Le long-métrage « Mon père n’est pas mort », réalisé par Adil El Fadili, a reçu deux distinctions lors de la sixième édition du Festival international du cinéma et de la migration d’Utrecht, à savoir le Grand Prix et le prix du jury.
Le film met en scène Malik, un jeune garçon qui vit avec son père Mehdi dans une fête foraine. Leur quotidien change lorsque ce dernier lui remet cinq toiles énigmatiques. La disparition soudaine du père conduit le jeune garçon à entreprendre une recherche pour le retrouver, avec le soutien des forains.
Dans le même cadre, « Casablanca-Dakar » de Ahmed Boulane a obtenu le prix du scénario. Le prix de la réalisation a été attribué conjointement à « Un cadavre sur le rivage » de Mohammed Fauzi et à « Empreintes du vent » de Layla Triqui.
Les résultats ont été annoncés lors de la cérémonie de clôture organisée dimanche soir, en présence de professionnels du cinéma marocains, ainsi que de plusieurs pays européens et arabes. Le jury comprenait notamment l’actrice Kholoud El Battioui et la réalisatrice Malika Zairi.
À cette occasion, les organisateurs ont indiqué que l’événement a pour objectif de renforcer les échanges culturels et artistiques au sein de la communauté marocaine à l’étranger, tout en offrant un espace de rencontre autour du cinéma.

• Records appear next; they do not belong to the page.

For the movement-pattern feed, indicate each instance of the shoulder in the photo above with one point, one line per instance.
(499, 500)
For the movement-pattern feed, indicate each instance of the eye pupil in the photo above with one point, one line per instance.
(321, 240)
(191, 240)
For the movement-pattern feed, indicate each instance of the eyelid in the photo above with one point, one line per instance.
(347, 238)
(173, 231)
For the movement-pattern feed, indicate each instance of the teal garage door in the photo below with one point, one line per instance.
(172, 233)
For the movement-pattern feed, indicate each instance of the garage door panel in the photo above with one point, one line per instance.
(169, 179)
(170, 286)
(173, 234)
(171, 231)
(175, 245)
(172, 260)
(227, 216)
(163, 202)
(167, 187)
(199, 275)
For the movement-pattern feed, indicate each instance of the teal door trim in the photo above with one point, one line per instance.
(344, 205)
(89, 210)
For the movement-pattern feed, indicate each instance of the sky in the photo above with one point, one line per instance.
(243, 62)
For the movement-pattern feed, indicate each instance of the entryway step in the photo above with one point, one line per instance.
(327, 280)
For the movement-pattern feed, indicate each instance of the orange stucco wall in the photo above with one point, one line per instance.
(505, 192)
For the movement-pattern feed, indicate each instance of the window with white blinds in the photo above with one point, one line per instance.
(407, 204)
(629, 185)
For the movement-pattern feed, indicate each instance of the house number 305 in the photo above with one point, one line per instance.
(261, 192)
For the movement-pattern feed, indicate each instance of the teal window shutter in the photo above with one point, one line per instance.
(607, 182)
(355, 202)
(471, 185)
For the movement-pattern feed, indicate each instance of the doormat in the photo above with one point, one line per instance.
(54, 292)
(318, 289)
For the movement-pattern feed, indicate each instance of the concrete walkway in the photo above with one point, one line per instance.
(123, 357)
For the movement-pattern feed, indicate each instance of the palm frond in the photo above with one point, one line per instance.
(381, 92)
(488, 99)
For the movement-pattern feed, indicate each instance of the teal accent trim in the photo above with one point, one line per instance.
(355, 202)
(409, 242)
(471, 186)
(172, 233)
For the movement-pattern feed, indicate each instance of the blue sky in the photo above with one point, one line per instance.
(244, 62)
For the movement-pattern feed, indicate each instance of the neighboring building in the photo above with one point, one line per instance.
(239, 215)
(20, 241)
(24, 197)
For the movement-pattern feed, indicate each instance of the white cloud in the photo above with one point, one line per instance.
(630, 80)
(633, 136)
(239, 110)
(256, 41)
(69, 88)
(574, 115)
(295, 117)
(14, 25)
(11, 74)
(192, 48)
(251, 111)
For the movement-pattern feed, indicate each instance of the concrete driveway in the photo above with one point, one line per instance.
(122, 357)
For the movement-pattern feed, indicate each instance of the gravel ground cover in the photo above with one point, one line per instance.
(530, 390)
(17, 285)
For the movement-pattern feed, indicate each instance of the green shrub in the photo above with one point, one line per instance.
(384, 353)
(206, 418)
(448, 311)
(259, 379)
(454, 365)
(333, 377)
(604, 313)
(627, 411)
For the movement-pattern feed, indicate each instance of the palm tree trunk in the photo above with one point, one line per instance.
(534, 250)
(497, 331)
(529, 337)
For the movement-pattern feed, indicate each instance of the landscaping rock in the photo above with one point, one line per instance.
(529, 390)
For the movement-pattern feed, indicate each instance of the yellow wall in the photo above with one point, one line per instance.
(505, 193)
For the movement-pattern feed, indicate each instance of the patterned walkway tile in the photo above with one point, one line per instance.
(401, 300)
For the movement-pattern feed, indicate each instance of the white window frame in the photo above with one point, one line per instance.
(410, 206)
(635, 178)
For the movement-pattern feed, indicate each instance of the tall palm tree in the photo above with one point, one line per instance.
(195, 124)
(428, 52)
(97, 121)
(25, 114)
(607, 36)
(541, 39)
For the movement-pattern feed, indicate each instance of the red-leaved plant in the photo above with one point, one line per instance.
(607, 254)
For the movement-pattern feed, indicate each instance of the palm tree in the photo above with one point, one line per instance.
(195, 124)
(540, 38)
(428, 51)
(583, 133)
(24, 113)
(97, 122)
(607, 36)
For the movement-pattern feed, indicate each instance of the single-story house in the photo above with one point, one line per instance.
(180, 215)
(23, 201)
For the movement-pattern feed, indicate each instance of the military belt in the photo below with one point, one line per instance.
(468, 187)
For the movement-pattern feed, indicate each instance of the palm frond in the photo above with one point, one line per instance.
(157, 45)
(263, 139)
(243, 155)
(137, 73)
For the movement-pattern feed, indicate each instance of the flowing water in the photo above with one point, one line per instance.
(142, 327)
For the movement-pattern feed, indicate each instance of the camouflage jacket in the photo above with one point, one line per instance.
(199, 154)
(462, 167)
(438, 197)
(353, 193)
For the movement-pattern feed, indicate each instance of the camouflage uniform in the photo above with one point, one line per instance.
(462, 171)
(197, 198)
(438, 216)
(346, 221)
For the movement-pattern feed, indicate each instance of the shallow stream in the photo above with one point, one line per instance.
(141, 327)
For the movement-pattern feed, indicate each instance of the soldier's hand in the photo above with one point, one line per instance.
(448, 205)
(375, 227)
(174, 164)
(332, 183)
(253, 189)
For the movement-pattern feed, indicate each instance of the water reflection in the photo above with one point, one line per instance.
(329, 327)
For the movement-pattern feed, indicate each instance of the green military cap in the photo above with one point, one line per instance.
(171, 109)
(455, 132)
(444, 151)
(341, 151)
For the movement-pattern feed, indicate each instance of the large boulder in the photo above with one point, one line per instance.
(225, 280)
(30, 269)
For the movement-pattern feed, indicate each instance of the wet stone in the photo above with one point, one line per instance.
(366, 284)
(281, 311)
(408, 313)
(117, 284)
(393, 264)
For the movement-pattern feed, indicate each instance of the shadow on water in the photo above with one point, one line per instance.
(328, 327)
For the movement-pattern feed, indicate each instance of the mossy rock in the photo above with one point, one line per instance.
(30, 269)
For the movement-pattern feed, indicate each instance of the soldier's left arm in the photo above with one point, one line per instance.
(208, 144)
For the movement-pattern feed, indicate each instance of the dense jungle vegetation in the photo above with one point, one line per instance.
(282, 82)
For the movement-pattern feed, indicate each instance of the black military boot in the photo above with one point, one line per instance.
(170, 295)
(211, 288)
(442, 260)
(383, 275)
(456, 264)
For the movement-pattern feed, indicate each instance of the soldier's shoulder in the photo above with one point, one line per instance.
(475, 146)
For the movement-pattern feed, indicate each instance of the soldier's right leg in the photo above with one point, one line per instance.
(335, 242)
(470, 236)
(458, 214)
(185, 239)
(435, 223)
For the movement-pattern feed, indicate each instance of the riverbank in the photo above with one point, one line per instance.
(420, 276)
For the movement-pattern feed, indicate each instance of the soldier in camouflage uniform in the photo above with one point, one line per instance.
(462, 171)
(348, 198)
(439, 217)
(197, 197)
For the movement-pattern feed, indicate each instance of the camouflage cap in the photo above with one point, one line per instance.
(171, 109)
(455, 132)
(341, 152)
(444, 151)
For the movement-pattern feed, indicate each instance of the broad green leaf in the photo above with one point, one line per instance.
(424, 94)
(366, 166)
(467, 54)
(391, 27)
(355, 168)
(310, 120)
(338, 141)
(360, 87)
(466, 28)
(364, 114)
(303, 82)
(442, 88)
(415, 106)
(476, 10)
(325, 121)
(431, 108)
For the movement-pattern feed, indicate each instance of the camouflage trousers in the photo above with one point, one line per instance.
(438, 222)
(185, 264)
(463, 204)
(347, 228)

Toujours selon les organisateurs, les œuvres présentées se distinguent par leur qualité artistique ainsi que par leur traitement de questions humaines et sociales actuelles, contribuant ainsi aux discussions sur les transformations sociales abordées tout au long du festival.
Cette édition a également rendu hommage à Ahmed Boulane et à Kholoud El Battioui pour leur contribution au cinéma marocain.
Organisé par la fondation Tawasol pour la culture et les médias, l’événement met en avant le cinéma comme outil de dialogue interculturel à travers une programmation axée sur les dimensions humaines, sociales et culturelles liées à la migration.
Les films en compétition abordaient les thématiques migratoires et les évolutions sociales qui y sont associées, proposant des récits autour des parcours et des identités. Le programme comprenait également des conférences et des rencontres portant sur des questions culturelles, dont celles liées à l’industrie cinématographique dans les diasporas, avec la participation d’intervenants venus du Maroc, d’Europe et du monde arabe.